Before I finish this post, I would also like to VERY STRONGLY recommend you one book, namely ‘Gweilo’ by Martin Booth. This position is a must for any westerner going to Hong Kong. It’s a story of a 7 year old boy whose parents move here. I don’t want to spoil it by telling you the entire plot of the story, just read it and you’ll have an idea of what kind of amazing things can happen to you here!

Tips provided by Cleo Barrable, Berkeley, California, 2008-2009

  1. Look at the Lecturers that do the courses you are choosing, because two different lecturers will teach the same course in the two semesters and they may teach it very differently.

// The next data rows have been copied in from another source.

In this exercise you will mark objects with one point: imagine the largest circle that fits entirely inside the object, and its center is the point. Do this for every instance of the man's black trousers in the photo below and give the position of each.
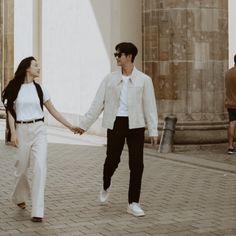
(115, 144)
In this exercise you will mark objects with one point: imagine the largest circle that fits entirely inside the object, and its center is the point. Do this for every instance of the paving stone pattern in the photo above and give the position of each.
(179, 199)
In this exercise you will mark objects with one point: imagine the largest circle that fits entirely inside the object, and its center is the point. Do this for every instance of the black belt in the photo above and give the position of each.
(30, 121)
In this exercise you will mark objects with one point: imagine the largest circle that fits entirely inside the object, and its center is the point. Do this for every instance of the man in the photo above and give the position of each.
(128, 100)
(230, 104)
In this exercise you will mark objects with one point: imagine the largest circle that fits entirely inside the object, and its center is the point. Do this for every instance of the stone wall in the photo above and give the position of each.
(186, 54)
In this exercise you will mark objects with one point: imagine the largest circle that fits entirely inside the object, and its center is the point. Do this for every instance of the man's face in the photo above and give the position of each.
(121, 58)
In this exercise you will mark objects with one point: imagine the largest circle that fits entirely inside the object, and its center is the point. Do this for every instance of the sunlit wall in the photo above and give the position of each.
(232, 32)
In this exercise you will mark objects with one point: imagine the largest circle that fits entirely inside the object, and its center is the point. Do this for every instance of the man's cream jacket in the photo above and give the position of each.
(142, 109)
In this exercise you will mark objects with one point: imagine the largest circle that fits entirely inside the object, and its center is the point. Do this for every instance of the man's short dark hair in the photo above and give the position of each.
(128, 49)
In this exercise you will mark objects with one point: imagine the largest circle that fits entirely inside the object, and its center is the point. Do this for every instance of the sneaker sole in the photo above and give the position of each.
(135, 214)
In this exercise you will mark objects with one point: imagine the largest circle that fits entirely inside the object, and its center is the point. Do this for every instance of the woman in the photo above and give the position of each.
(24, 100)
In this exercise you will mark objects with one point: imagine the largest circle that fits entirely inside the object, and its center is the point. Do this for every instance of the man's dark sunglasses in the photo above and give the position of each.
(118, 54)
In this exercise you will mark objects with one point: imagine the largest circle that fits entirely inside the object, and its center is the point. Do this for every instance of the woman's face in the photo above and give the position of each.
(34, 69)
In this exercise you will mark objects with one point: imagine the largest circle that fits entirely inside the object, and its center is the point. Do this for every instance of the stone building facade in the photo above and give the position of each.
(185, 47)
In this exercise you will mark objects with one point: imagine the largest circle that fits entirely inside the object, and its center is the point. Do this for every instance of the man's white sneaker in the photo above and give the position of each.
(135, 209)
(104, 195)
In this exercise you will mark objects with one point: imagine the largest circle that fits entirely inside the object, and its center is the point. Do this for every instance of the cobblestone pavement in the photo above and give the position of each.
(179, 199)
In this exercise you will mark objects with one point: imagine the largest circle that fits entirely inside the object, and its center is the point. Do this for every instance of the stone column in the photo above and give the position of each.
(185, 47)
(6, 41)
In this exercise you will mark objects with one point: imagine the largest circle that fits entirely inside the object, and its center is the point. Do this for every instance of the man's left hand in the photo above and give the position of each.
(154, 140)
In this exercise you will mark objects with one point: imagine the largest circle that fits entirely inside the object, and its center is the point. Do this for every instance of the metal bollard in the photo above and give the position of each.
(167, 137)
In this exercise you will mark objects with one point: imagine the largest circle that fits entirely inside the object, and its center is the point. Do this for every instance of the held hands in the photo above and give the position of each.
(77, 130)
(154, 140)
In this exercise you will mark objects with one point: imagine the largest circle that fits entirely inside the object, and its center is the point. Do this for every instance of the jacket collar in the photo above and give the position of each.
(132, 77)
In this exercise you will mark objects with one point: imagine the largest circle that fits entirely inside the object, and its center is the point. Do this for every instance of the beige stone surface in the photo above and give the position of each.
(186, 54)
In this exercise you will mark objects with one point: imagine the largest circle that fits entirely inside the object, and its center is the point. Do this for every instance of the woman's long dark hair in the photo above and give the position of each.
(11, 91)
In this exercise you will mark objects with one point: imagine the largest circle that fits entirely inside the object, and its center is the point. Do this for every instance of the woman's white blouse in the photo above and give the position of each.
(27, 104)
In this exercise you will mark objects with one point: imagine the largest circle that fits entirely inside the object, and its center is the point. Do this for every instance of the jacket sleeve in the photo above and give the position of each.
(150, 109)
(96, 107)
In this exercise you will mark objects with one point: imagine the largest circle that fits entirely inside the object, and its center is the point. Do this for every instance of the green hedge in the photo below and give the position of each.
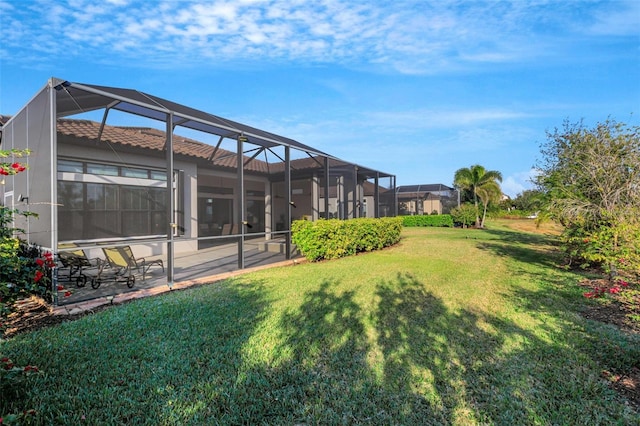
(428, 220)
(334, 238)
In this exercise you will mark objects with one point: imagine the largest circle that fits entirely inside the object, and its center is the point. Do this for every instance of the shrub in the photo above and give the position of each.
(441, 220)
(465, 214)
(334, 238)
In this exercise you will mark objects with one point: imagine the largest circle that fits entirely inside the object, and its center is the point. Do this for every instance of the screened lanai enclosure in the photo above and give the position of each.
(184, 192)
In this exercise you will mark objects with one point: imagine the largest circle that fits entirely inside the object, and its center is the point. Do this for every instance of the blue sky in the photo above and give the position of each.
(416, 88)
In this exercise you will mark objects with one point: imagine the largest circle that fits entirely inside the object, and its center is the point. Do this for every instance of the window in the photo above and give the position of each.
(70, 166)
(131, 172)
(89, 210)
(102, 169)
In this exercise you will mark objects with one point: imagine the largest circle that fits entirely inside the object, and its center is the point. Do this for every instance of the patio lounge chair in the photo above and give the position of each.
(123, 260)
(78, 262)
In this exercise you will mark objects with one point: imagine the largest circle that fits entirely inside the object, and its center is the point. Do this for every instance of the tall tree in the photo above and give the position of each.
(592, 178)
(474, 177)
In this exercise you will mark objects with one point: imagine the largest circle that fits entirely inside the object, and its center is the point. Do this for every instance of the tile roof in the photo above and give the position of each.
(153, 139)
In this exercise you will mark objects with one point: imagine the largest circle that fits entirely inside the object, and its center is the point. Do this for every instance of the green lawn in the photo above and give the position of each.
(449, 327)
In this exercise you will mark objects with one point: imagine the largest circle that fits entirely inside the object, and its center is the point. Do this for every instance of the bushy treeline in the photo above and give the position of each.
(335, 238)
(440, 220)
(591, 178)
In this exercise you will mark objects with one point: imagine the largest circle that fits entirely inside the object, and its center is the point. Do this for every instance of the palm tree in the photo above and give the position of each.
(490, 192)
(474, 177)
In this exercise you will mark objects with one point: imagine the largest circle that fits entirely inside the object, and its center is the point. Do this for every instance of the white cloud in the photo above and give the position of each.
(415, 37)
(518, 182)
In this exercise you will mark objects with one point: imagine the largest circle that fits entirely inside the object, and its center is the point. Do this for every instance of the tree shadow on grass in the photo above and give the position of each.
(167, 360)
(480, 368)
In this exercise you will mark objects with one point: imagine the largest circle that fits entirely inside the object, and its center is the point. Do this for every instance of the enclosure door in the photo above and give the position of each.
(213, 214)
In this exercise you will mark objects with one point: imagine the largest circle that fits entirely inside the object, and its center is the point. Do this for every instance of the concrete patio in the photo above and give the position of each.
(190, 268)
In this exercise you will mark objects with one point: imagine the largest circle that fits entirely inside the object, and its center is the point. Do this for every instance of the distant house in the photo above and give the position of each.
(426, 199)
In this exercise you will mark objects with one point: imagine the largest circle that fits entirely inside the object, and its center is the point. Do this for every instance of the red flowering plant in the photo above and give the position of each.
(25, 269)
(12, 167)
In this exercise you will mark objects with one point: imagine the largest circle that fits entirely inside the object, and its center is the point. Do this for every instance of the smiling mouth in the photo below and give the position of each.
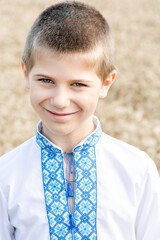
(61, 114)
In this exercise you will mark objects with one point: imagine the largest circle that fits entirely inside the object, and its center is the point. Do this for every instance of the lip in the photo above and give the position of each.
(60, 116)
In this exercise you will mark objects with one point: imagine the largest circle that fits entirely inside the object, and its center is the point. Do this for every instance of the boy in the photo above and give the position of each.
(72, 181)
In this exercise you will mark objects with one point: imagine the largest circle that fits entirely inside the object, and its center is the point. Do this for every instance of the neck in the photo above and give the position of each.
(69, 141)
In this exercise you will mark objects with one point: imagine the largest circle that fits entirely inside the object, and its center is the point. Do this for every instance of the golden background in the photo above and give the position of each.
(131, 112)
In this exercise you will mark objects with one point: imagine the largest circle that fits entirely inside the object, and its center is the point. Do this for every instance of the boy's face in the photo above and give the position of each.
(64, 93)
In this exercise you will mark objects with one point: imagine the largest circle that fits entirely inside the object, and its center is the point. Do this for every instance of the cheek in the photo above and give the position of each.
(88, 103)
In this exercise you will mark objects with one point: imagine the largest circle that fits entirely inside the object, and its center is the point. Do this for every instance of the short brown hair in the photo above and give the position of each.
(68, 28)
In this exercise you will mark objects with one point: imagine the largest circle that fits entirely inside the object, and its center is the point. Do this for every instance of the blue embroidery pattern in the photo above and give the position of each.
(85, 189)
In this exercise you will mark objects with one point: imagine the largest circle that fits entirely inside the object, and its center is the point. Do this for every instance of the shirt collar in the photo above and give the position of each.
(89, 141)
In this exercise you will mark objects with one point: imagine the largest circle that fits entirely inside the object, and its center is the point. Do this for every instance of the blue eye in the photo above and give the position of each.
(79, 84)
(45, 80)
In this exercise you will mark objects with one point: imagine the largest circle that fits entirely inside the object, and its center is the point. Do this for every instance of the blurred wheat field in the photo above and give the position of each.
(131, 112)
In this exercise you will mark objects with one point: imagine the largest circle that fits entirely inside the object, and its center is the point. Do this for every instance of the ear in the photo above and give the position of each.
(107, 83)
(24, 69)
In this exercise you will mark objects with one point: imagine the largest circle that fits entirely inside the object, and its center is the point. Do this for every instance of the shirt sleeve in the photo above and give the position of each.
(6, 230)
(148, 215)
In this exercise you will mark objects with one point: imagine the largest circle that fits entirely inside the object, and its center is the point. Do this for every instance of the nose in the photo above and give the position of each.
(60, 98)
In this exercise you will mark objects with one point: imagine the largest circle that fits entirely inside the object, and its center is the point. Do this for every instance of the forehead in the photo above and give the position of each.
(73, 65)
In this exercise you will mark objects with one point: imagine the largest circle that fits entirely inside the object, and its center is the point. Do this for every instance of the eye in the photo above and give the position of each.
(45, 80)
(77, 84)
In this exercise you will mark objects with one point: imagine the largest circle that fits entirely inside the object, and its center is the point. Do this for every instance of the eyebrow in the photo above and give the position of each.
(72, 80)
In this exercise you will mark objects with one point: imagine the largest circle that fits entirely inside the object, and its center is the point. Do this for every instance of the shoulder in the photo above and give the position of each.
(123, 156)
(22, 149)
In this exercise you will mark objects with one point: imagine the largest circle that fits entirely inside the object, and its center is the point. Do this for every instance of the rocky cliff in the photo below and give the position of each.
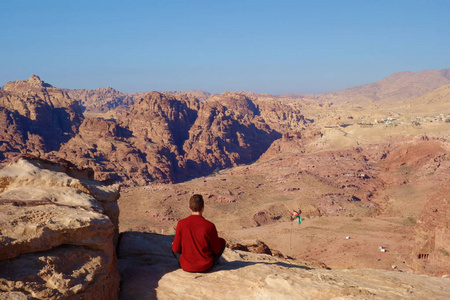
(149, 271)
(37, 117)
(58, 233)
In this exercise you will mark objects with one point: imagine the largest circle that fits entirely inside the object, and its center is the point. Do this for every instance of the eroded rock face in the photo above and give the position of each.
(38, 117)
(57, 234)
(149, 271)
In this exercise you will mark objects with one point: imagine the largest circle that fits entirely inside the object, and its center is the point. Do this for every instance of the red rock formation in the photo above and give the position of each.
(58, 233)
(44, 115)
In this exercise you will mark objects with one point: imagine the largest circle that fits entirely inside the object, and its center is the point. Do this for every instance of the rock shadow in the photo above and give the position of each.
(144, 258)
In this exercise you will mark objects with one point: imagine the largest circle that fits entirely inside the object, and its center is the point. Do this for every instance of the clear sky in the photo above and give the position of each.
(262, 46)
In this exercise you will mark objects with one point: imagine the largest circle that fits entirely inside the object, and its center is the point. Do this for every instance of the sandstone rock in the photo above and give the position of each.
(57, 234)
(149, 271)
(37, 109)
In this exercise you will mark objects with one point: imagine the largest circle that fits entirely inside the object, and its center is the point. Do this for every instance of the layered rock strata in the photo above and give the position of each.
(149, 271)
(58, 233)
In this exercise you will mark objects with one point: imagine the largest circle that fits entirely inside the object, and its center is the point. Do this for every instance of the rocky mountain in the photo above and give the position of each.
(170, 137)
(36, 117)
(59, 241)
(58, 233)
(101, 100)
(398, 86)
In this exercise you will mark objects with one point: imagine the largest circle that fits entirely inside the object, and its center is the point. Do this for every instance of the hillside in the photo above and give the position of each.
(396, 87)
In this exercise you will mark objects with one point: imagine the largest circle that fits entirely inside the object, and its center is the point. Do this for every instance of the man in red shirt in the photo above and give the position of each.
(196, 245)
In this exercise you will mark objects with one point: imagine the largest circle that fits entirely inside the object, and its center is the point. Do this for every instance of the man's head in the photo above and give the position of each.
(196, 203)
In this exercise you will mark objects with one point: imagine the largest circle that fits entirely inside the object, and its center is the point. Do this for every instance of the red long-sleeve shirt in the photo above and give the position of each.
(197, 240)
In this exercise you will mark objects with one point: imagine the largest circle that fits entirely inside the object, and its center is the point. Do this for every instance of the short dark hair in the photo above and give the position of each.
(196, 203)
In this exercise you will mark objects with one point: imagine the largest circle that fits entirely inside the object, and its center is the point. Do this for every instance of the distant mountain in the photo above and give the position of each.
(396, 87)
(36, 117)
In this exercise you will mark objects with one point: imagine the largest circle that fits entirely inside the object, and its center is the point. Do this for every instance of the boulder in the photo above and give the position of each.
(58, 234)
(149, 271)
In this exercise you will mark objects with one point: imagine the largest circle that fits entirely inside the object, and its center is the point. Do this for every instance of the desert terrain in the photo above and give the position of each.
(388, 168)
(367, 166)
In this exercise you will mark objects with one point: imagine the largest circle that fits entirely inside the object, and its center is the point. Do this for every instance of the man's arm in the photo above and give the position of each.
(217, 243)
(176, 245)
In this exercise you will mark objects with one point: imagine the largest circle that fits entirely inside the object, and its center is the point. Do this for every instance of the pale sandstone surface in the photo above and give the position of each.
(149, 271)
(57, 240)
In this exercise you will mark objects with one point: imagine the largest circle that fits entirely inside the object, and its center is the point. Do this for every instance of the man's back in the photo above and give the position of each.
(197, 240)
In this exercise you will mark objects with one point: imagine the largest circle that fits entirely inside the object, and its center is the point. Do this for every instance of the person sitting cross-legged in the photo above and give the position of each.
(197, 246)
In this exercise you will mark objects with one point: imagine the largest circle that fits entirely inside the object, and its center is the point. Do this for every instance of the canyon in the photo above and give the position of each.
(367, 166)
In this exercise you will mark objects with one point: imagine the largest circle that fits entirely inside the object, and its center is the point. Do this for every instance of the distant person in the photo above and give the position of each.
(197, 246)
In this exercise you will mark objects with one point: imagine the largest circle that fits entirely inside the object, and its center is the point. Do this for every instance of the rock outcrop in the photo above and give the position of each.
(149, 271)
(58, 233)
(37, 117)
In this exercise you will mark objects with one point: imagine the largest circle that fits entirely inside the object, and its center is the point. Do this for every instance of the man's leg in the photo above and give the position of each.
(218, 255)
(177, 256)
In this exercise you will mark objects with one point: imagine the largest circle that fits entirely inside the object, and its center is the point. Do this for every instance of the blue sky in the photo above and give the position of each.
(262, 46)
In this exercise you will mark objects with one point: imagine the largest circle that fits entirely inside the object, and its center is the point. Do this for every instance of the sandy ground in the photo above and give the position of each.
(270, 189)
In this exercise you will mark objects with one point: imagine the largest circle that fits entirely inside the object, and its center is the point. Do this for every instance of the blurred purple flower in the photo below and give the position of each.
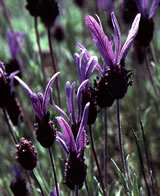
(105, 46)
(15, 41)
(142, 6)
(54, 193)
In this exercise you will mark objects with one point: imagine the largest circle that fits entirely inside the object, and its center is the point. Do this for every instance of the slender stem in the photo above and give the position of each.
(120, 137)
(95, 157)
(38, 183)
(10, 126)
(39, 49)
(105, 149)
(76, 190)
(54, 63)
(87, 189)
(54, 170)
(141, 162)
(147, 157)
(151, 77)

Try to look at lecturer reviews, or even better, ask people you may know (e.g. previous year abroad students) about their experience with the lecturers – as the lecturer will make a big difference to your experience of the course.
  2. If you want to experience what doing research is like and are considering doing a Phd in your subject, then you should apply for the URAP programme at Berkeley – or find some equivalent research opportunity at your host University.
  3. The result of a lot of flight searching for the cheapest fares ended up being the same for me on the way out and on the way back. So I’d like to recommend that, before you book yours, look at AerLingus. I found my best deal was to fly from London via Dublin straight to San Francisco, and this was a lot cheaper than other options, but did involve getting down to London (which I did by train on the way there and bus on the way back).

Also, here are a couple of tips for people thinking of going to Berkeley specifically:

  1. A little gem I found: a way to find out about different and fun activities in the Berkeley area and meet some interesting and lovely people is to turn up to the open nights and events at the Athletic Playground Check out their BluesPlayground, and if you find you like Blues dancing, there is an amazing Blues dancing scene in the bay area and SF.
  2. When you get a mobile Phone they usually let you choose your area code – choose Berkeley area code (which is 510) because from many phones it is free to call 510 numbers (this was very useful when calling my answer machine and calling other 510 numbers from my room phone as it was free).